The content of data.json:

 {
   "data" :
    [
       {
         "TORCHSERVE_INPUT" : ["kitten_small.jpg"]
       }
     ]
 }

You might have to specify a different url (-u) to access wherever the server is running. The report of Perf Analyzer will only include statistics measured at the client-side.

NOTE: The support is still in beta. Perf Analyzer does not guarantee optimal tuning for TorchServe. However, a single benchmarking tool that can be used to stress the inference servers in an identical manner is important for performance analysis.

Advantages of using Perf Analyzer over third-party benchmark suites#

Triton Inference Server offers the entire serving solution which includes client libraries that are optimized for Triton. Using third-party benchmark suites like jmeter fails to take advantage of the optimized libraries. Some of these optimizations includes but are not limited to:

  1. Using binary tensor data extension with HTTP requests.

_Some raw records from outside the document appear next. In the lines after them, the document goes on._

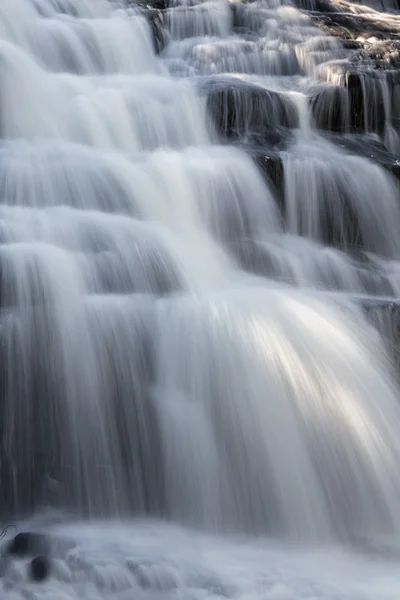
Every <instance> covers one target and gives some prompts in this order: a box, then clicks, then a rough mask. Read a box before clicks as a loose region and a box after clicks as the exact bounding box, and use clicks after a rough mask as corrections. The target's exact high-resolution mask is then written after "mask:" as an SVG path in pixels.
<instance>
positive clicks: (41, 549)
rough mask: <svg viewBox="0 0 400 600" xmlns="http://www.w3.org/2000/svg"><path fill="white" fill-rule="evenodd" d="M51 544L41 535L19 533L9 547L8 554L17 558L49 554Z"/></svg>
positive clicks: (10, 542) (8, 548)
mask: <svg viewBox="0 0 400 600" xmlns="http://www.w3.org/2000/svg"><path fill="white" fill-rule="evenodd" d="M49 549H50V544H49V542H48V540H47V538H46V536H44V535H42V534H41V533H32V532H25V533H18V534H17V535H16V536H15V537H14V539H13V540H12V541H11V542H10V543H9V544H8V546H7V553H8V554H10V555H11V556H15V557H21V558H22V557H25V556H32V555H34V554H48V552H49Z"/></svg>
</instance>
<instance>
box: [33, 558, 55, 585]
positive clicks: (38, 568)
mask: <svg viewBox="0 0 400 600" xmlns="http://www.w3.org/2000/svg"><path fill="white" fill-rule="evenodd" d="M49 574H50V561H49V559H48V558H46V557H45V556H37V557H36V558H34V559H33V560H32V561H31V564H30V565H29V576H30V578H31V579H32V581H37V582H40V581H44V580H45V579H47V577H48V576H49Z"/></svg>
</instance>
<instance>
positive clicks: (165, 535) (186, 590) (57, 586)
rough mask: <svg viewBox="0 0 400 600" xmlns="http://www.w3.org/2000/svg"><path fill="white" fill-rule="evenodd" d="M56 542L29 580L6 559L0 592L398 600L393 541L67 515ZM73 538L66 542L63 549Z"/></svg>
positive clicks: (23, 570) (140, 599) (47, 597)
mask: <svg viewBox="0 0 400 600" xmlns="http://www.w3.org/2000/svg"><path fill="white" fill-rule="evenodd" d="M41 531H44V532H46V533H48V534H49V535H50V536H51V537H52V539H53V540H54V553H55V555H56V558H53V559H52V572H51V576H50V578H49V579H48V580H47V581H45V582H44V583H41V584H39V583H32V582H29V581H28V561H26V560H24V561H17V560H12V561H11V562H10V565H9V567H8V569H7V570H6V572H5V573H4V576H3V578H2V581H1V583H0V590H1V598H2V600H23V599H24V600H25V599H29V600H54V599H57V600H131V599H132V598H135V600H147V599H158V598H166V599H169V598H171V599H172V598H176V599H178V598H181V599H182V600H183V599H185V600H186V599H187V600H206V599H207V600H208V599H210V600H211V599H212V600H217V599H218V598H235V599H236V600H258V599H260V600H261V599H262V600H377V599H379V600H398V598H399V597H400V570H399V558H400V543H399V544H398V545H396V544H394V545H393V544H392V545H391V546H390V552H389V551H388V545H387V544H386V545H385V546H383V545H382V546H380V547H379V548H376V547H375V548H372V549H371V548H368V546H367V545H365V544H364V546H362V547H361V548H350V547H339V546H337V547H333V546H326V547H309V548H305V547H302V548H299V547H295V546H288V545H283V544H278V543H277V542H275V541H273V540H268V539H259V540H255V539H253V540H250V539H245V538H243V539H231V538H226V539H222V538H216V537H210V536H206V535H201V534H198V533H196V532H194V531H191V530H185V529H182V528H178V527H177V526H174V525H167V524H165V523H162V522H151V521H142V522H140V521H130V522H124V523H117V522H93V523H91V524H88V523H68V524H64V525H61V526H54V525H53V526H50V527H45V528H44V529H41ZM71 546H73V547H71Z"/></svg>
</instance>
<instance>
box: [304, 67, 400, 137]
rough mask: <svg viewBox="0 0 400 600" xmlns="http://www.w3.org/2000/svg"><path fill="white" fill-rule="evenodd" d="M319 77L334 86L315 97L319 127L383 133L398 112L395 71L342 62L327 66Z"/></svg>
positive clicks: (310, 102)
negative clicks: (396, 98) (388, 122)
mask: <svg viewBox="0 0 400 600" xmlns="http://www.w3.org/2000/svg"><path fill="white" fill-rule="evenodd" d="M319 76H320V79H322V80H324V81H325V82H327V83H330V84H331V85H330V86H328V87H326V89H324V86H321V88H317V89H316V90H315V91H314V92H313V93H312V94H311V99H310V103H311V108H312V112H313V116H314V119H315V121H316V124H317V126H318V127H319V128H321V129H327V130H332V131H367V132H377V133H379V134H382V133H383V130H384V127H385V123H386V122H387V121H388V120H390V119H391V117H392V115H395V111H396V110H397V107H396V104H397V102H396V98H397V96H398V95H399V93H400V92H399V90H400V88H399V82H398V78H397V75H396V72H395V71H393V70H382V69H377V68H375V67H374V65H370V64H366V65H365V64H362V63H360V64H355V63H351V62H350V61H341V62H337V63H330V64H326V65H323V66H322V67H321V69H320V71H319Z"/></svg>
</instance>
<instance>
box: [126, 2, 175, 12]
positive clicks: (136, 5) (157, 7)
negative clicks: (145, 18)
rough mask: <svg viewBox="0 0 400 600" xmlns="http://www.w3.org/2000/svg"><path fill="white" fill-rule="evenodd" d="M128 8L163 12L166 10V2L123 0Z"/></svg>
mask: <svg viewBox="0 0 400 600" xmlns="http://www.w3.org/2000/svg"><path fill="white" fill-rule="evenodd" d="M125 2H126V4H127V5H128V6H139V7H144V8H149V9H154V10H157V11H158V10H164V9H166V8H168V0H125Z"/></svg>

  2. Effective re-use of gRPC message allocation in subsequent requests.

  3. Avoiding extra memory copy via libcurl interface.

These optimizations can have a tremendous impact on overall performance. Using Perf Analyzer for benchmarking directly allows a user to access these optimizations in their study.

Not only that, Perf Analyzer is also very customizable and supports many Triton features as described in this document. This, along with a detailed report, allows a user to identify performance bottlenecks and experiment with different features before deciding upon what works best for them.